Is there a way to configure Istio to route traffic to a POD which is in the terminating state?

10/9/2018

I have a Kubernetes cluster with two services deployed: SvcA and SvcB - both in the service mesh.

SvcA is backed by a single Pod, SvcA_P1. The application in SvcA_P1 exposes a PreStop HTTP hook. When performing a "kubectl drain" command on the node where SvcA_P1 resides, the Pod transitions into the "terminating" state and remains in that state until the application has completed its work (the rest request returns and Kubernetes removes the pod). The work for SvcA_P1 includes completing ongoing in-dialog (belonging to established sessions) HTTP requests/responses. It can stay in the "terminating" state for hours before completing.

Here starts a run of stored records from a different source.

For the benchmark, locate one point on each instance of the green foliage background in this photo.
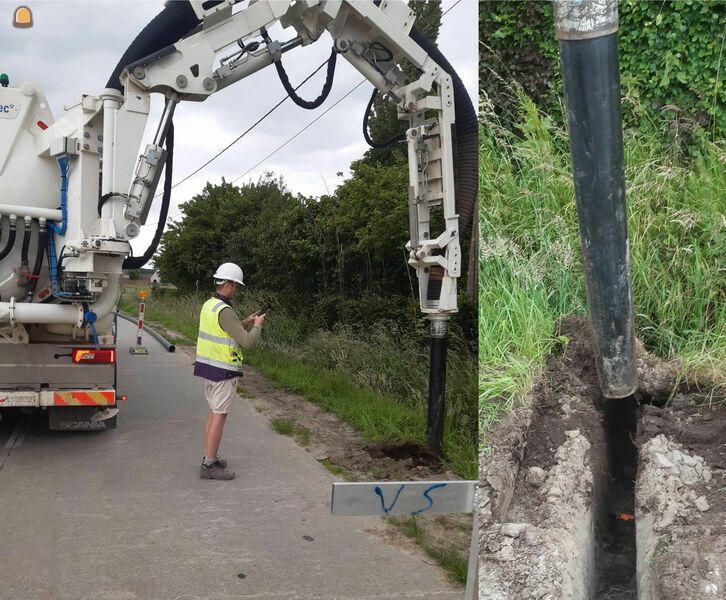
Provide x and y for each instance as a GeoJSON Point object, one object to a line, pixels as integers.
{"type": "Point", "coordinates": [671, 52]}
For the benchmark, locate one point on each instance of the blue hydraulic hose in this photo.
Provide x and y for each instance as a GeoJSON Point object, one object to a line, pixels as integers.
{"type": "Point", "coordinates": [54, 266]}
{"type": "Point", "coordinates": [89, 318]}
{"type": "Point", "coordinates": [63, 164]}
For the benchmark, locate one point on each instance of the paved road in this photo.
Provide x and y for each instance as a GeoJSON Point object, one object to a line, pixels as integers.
{"type": "Point", "coordinates": [122, 514]}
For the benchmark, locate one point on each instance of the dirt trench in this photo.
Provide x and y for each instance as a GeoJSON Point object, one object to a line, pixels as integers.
{"type": "Point", "coordinates": [585, 498]}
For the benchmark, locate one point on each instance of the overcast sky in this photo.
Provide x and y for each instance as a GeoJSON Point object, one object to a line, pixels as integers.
{"type": "Point", "coordinates": [73, 46]}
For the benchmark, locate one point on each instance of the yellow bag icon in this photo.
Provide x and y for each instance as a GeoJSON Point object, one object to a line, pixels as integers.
{"type": "Point", "coordinates": [23, 17]}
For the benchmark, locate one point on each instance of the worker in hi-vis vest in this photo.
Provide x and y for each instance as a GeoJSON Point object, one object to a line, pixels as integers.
{"type": "Point", "coordinates": [219, 361]}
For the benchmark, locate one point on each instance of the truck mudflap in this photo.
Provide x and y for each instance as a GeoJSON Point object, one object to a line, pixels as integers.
{"type": "Point", "coordinates": [89, 398]}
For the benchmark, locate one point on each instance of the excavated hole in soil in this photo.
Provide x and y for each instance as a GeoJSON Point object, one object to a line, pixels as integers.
{"type": "Point", "coordinates": [417, 455]}
{"type": "Point", "coordinates": [565, 467]}
{"type": "Point", "coordinates": [615, 546]}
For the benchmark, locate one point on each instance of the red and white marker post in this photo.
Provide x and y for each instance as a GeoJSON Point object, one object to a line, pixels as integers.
{"type": "Point", "coordinates": [138, 348]}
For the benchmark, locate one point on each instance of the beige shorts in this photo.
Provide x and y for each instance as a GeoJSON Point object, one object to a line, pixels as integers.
{"type": "Point", "coordinates": [220, 394]}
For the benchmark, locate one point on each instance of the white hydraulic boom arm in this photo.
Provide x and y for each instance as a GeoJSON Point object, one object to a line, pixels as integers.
{"type": "Point", "coordinates": [216, 47]}
{"type": "Point", "coordinates": [374, 39]}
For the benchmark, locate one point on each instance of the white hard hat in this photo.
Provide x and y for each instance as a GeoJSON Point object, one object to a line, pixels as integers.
{"type": "Point", "coordinates": [229, 272]}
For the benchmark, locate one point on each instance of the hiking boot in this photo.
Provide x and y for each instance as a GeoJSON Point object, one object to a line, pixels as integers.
{"type": "Point", "coordinates": [222, 462]}
{"type": "Point", "coordinates": [215, 471]}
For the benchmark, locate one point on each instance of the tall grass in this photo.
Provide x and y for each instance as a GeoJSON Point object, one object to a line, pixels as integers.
{"type": "Point", "coordinates": [376, 378]}
{"type": "Point", "coordinates": [530, 268]}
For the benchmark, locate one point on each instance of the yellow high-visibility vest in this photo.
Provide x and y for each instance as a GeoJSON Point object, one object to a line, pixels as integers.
{"type": "Point", "coordinates": [215, 347]}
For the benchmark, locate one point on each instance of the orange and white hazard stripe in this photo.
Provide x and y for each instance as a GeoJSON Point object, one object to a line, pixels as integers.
{"type": "Point", "coordinates": [95, 398]}
{"type": "Point", "coordinates": [58, 398]}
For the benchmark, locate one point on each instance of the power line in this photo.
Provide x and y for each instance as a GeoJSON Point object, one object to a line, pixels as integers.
{"type": "Point", "coordinates": [318, 117]}
{"type": "Point", "coordinates": [262, 118]}
{"type": "Point", "coordinates": [299, 132]}
{"type": "Point", "coordinates": [269, 112]}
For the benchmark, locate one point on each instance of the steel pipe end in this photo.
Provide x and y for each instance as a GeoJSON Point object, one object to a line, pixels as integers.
{"type": "Point", "coordinates": [585, 19]}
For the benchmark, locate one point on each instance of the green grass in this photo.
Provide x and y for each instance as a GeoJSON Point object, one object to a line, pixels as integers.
{"type": "Point", "coordinates": [454, 562]}
{"type": "Point", "coordinates": [530, 272]}
{"type": "Point", "coordinates": [375, 380]}
{"type": "Point", "coordinates": [282, 426]}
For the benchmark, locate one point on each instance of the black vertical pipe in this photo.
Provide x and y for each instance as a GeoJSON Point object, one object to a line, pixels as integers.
{"type": "Point", "coordinates": [437, 385]}
{"type": "Point", "coordinates": [588, 44]}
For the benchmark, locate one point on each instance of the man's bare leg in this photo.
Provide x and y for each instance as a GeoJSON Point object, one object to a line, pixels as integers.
{"type": "Point", "coordinates": [213, 434]}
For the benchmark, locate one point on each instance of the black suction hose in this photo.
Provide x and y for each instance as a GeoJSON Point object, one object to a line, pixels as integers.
{"type": "Point", "coordinates": [136, 262]}
{"type": "Point", "coordinates": [326, 88]}
{"type": "Point", "coordinates": [169, 26]}
{"type": "Point", "coordinates": [10, 242]}
{"type": "Point", "coordinates": [467, 138]}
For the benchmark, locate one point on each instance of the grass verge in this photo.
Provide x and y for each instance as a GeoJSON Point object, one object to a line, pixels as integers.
{"type": "Point", "coordinates": [454, 562]}
{"type": "Point", "coordinates": [376, 381]}
{"type": "Point", "coordinates": [530, 273]}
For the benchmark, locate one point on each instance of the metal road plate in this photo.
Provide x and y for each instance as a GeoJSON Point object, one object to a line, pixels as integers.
{"type": "Point", "coordinates": [402, 497]}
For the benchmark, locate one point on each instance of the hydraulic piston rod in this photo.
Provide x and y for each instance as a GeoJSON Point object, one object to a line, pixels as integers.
{"type": "Point", "coordinates": [587, 33]}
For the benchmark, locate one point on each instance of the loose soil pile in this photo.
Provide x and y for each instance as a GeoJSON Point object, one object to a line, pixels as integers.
{"type": "Point", "coordinates": [572, 476]}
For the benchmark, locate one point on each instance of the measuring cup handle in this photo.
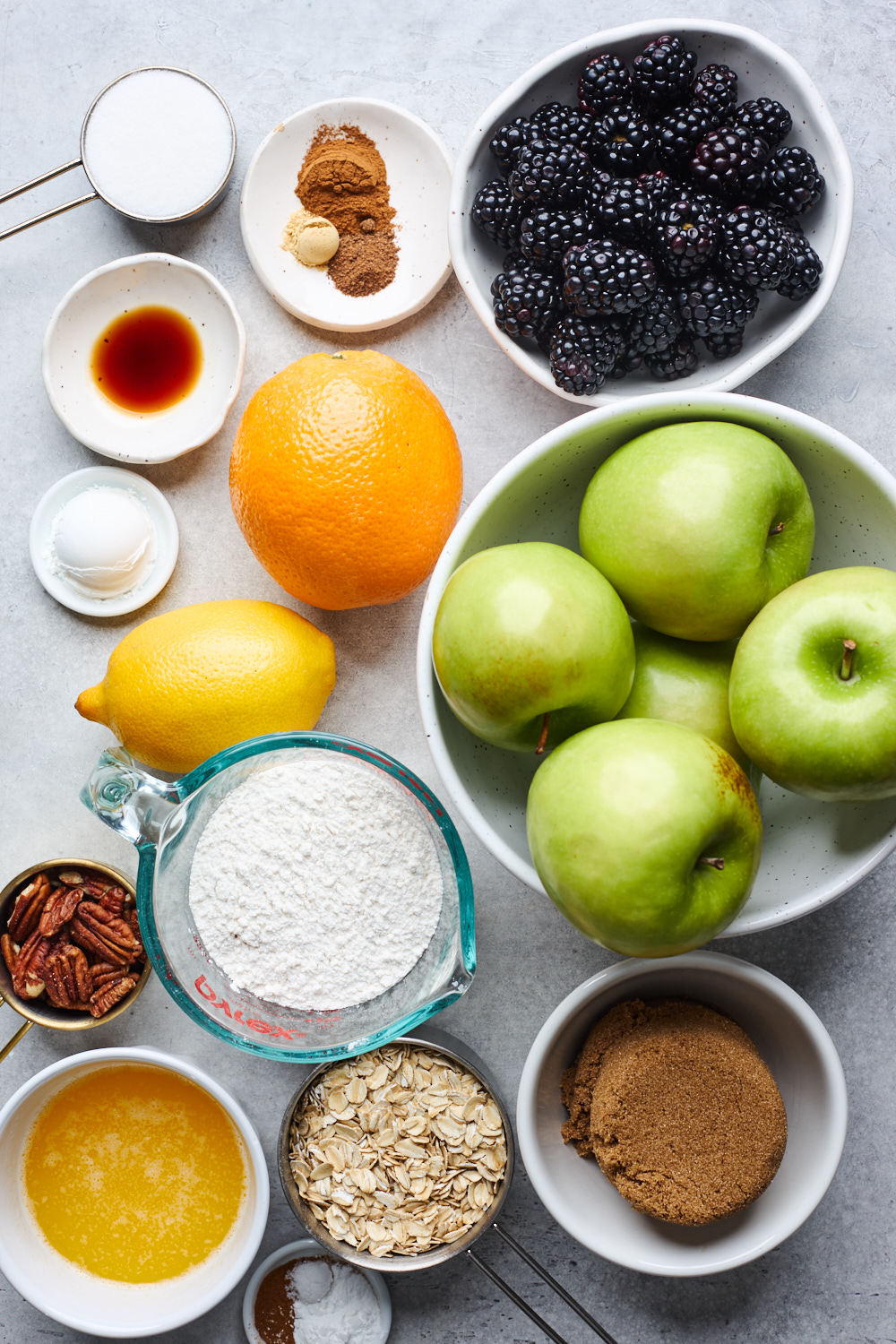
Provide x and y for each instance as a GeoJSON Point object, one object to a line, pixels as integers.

When the Pod enters the "terminating" phase, Istio sidecar appears to remove the SvcA_P1 from the pool. Requests sent to SvcA_P1 from e.g., SvcB_P1 are rejected with a "no healthy upstream".

Is there a way to configure Istio/Envoy to:

  1. Continue to send traffic/sessions with affinity to SvcA_P1 while in "terminating" state?
  2. Reject traffic without session affinity to SvcA_P1 (no JSESSIONID, cookies, or special HTTP headers)?

I have played around with the DestinationRule(s), modifying trafficPolicy.loadBalancer.consistentHash.[httpHeaderName|httpCookie] with no luck. Once the Envoy removes the upstream server, the new destination is re-hashed using the reduced set of servers.

Thanks,

Thor

-- T. Sandgren
istio
kubernetes

1 Answer

10/10/2018

According to Kubernetes documentation, when pod must be deleted three things happen simultaneously:

  • Pod shows up as “Terminating” when listed in client commands
  • When the Kubelet sees that a Pod has been marked as terminating because the "dead" timer for the Pod has been set in the API server, it begins the pod shutdown process.
    • If the pod has defined a preStop hook, it is invoked inside of the pod. If the preStop hook is still running after the grace period expires, step 2 is then invoked with a small (2 second) extended grace period.
  • Pod is removed from endpoints list for service, and are no longer considered part of the set of running pods for replication controllers. Pods that shutdown slowly cannot continue to serve traffic as load balancers (like the service proxy) remove them from their rotations.

As soon as Istio works like a mesh network below/behind Kubernetes Services and Services no longer consider a Pod in Terminating state as a destination for the traffic, tweaking Istio policies doesn't help much.

-- VAS
Source: StackOverflow